Development of fibrosis after lung irradiation in relation to inflammation and lung function in a mouse strain prone to fibrosis.

The development of lung fibrosis after single-dose thoracic irradiation was studied histologically in C57L/J male mice. Lung function was monitored using uptake of carbon monoxide. During the latent period (prior to 15 weeks postirradiation) mice were chosen at random, while during the early phase (15-22 weeks) mice were sacrificed when they developed a functional deficit of at least 50%. Excess mice with a deficit of 50% in the early phase were followed into the late phase and sacrificed at 31 or 40 weeks. Two scoring methods were used to quantify lung damage. Fibrotic lesions and foci of inflammation were counted for the latent period, and the proportion of nonfunctional acini was determined for the early and late phases. After a dose 1 Gy less than the LD50/180, small regions of mild inflammatory infiltration appeared at 6 weeks, and small, focal fibrotic lesions containing numerous macrophages appeared at 8 weeks postirradiation. The number of fibrotic lesions increased steadily during the latent period in a manner that is consistent with conversion of inflammatory lesions to foci of fibrosis. Mice sacrificed upon developing a 50% functional deficit during the early phase had approximately equal proportions of lung affected by fibrosis and inflammation.
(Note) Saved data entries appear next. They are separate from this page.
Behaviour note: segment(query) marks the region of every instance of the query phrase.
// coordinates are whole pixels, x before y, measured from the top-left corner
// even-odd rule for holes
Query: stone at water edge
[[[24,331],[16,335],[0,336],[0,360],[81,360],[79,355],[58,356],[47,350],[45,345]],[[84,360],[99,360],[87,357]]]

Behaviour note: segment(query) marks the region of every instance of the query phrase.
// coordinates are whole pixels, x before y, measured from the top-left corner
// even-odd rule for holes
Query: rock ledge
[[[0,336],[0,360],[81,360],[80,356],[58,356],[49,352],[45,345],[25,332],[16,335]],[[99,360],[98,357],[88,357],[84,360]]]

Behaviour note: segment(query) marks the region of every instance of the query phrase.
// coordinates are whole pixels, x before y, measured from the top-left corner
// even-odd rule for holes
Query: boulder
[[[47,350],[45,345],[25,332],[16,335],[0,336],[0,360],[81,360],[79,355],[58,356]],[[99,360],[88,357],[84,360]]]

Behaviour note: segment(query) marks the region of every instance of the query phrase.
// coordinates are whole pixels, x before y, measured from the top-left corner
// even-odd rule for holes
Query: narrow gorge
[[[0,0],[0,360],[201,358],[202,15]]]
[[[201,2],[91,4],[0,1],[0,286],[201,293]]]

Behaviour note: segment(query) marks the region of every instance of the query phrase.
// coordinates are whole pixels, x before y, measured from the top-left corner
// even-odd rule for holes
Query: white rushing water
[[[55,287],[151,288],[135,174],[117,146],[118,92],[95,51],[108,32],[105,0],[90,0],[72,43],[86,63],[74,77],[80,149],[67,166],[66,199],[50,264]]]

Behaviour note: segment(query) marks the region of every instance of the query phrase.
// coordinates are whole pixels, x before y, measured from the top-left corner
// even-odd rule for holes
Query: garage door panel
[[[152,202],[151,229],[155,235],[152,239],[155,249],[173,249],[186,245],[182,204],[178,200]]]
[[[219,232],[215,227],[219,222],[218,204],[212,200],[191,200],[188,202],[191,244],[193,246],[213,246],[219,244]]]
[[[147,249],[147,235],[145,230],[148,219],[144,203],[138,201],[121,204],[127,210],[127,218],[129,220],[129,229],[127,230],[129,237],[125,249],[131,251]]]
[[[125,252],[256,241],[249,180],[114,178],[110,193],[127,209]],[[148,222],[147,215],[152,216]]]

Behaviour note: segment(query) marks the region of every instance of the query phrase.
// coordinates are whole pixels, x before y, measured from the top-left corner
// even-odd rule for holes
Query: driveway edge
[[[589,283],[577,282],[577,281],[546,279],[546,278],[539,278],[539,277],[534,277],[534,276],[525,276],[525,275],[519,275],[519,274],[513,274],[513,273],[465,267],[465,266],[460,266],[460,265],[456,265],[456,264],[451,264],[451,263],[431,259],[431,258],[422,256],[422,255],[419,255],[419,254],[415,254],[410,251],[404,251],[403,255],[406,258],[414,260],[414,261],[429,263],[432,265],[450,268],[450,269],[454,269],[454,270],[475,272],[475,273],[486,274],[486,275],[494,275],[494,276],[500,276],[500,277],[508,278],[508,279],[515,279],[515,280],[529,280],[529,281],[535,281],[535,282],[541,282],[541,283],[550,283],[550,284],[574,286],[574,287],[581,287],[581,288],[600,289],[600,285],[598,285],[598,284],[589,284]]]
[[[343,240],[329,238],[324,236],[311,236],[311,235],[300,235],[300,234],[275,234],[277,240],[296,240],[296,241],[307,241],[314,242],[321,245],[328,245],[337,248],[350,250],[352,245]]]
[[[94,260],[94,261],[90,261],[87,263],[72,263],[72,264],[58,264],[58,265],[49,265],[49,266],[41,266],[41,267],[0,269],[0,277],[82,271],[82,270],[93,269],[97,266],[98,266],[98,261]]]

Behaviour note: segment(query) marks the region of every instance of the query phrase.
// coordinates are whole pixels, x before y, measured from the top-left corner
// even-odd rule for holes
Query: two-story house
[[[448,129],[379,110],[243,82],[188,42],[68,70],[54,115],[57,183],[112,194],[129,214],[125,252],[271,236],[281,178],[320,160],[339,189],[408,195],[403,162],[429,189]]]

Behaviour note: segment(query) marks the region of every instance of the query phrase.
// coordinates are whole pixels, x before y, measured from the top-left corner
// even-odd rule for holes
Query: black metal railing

Those mice which developed a similar respiratory deficit in the early phase and were followed into the late phase usually showed little change in lung function. However, when sacrificed at 31 weeks they had twice as much fibrosis and very little inflammation, suggesting that the inflammatory lesions had become fibrosed. The average number of macrophages per unit area of fibrosis declined during the latent period and changed little during the early and late phases. Lymphocytes and mast cells were also quantified in fibrosed regions.